13.06.2012 12:00 di Gaetano Mocciaro   Vedi letture
© foto di Luigi Gasia/TuttoNocerina.com
ESCLUSIVA TJ - Ag. Boakye: "Sì, può finire alla Juve. Richmond diventerà un top player"

In esclusiva per TuttoJuve Oliver Arthur, agente del giovane talento ghanese Richmond Boakye, di proprietà del Genoa ma reduce dal prestito a Sassuolo, ci parla delle possibilità del suo assistito di vestire la maglia bianconera.

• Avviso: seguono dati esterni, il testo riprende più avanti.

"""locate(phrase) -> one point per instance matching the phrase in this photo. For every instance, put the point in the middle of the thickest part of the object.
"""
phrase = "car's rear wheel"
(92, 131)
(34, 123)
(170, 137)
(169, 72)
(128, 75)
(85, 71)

Oliver Arthur, è tornato di moda il nome di Richmond Boakye per la Juventus

“Sì, lo posso confermare. C’è la possibilità che il ragazzo possa finire in bianconero. Sappiamo che ci sono stati contatti fra Juve e Genoa anche se con me personalmente non hanno parlato, ma è una cosa che, eventualmente, capiterà una volta che i due club si saranno messi d’accordo. La prossima settimana in ogni caso sarò in Italia per valutare il tutto e la situazione potrà essere sicuramente più chiara”.

Eventualmente con che formula potrebbe arrivare il giocatore?

“Presto per dirlo, quindi non posso ancora dire se in comproprietà o a titolo definitivo. Quel che posso dire è che stiamo aspettando che la Juve possa risolvere la trattativa in suo favore”.

Eventualmente Boakye sarebbe pronto per un top team come la Juve?

“Devo ammettere che il ragazzo mi ha stupito. Sapevo che era un buon giocatore, ma è cresciuto davvero molto e credo che possa diventare un giocatore molto ma molto importante, un vero top player. Dico questo perché la sua crescita è davvero rapida. Ho parlato con lui a proposito dell’accostamento della Juve e sarebbe un grande punto d’arrivo ma lui ci può stare. Dobbiamo solo sperare che ci sia la possibilità”.

Il ragazzo è molto giovane, cosa sarebbe meglio per la sua crescita?

“Sappiamo che la Juve ha ottimi attaccanti ma se avesse la sua chance magari Boakye potrebbe far vedere il suo valore. D’altro canto posso dire che ci troviamo di fronte a un ragazzo di 19 anni e non sarebbe assolutamente un problema un’esperienza all’estero per completare la crescita”.